We've all seen his tweet more than we would have.
Because it got banned. So if the effect of fact-checking the president's tweets is that we all are more exposed to them, not less, I don't know if that's really censorship.
Because the net effect is we get more communication about the thing that was censored.
Now that's unique to the president.
If it happens to one of us, then that's just the end of it.
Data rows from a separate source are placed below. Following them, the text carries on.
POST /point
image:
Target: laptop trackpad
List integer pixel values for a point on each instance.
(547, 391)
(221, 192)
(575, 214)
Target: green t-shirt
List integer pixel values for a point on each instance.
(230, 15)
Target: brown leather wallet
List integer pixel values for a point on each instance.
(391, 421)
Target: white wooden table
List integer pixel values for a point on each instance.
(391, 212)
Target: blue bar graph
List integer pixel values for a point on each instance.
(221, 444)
Our voices are disappeared.
But it's a good fight.
It's a good fight to have.
I don't know how it's going to come out, but I like that society is wrestling with this.
Somebody said, Trump didn't glorify violence.
Well, you know, that's an opinion, and that's the problem with any kind of fact-checking and any kind of censorship.
It's always an opinion.
There's no way around it.
So you either have to not allow it or accept the fact that it's an opinion.
Somebody says, CNN doesn't want Biden to win.
He's too boring. Yeah, I think there's real mixed feelings there.
Yeah, there's real mixed feelings there.
All right. Was he saying the military would shoot or the store owners would begin shooting?
Well, I think he was just in favor of that as being a solution.
And the fact is, a lot of you are in favor of it too.
You know, if you heard tomorrow that, and I think there's at least one case of a shop owner killing a looter, I was kind of hoping for a few more.
Am I allowed to say that?
Am I allowed to say that I was hoping that a few more store owners would take matters into their own hands and defend their stores?
Is that glorifying violence?
That's a good question.
Does it glorify violence when I say I would like to see people defending in legitimate self-defense Their property against looters, even if that meant somebody died.
And the answer is, I would actually be happy to see that.
Is that glorifying violence?
I don't know. I actually don't know.
I think it's glorifying justice.
I think it glorifies a solution to a problem which recognizes that I don't care about the fate of the looters.
I actually don't.
I think if somebody puts themselves in a certain type of risk, they know what they're doing.
And if things don't go well, and they chose that risk of knowing that things very likely would not go well, well, I don't know that that's my problem.
I don't know that I'm going to spend any time worrying about that.
All right. Let's see.
All right. I think all of you would agree with that.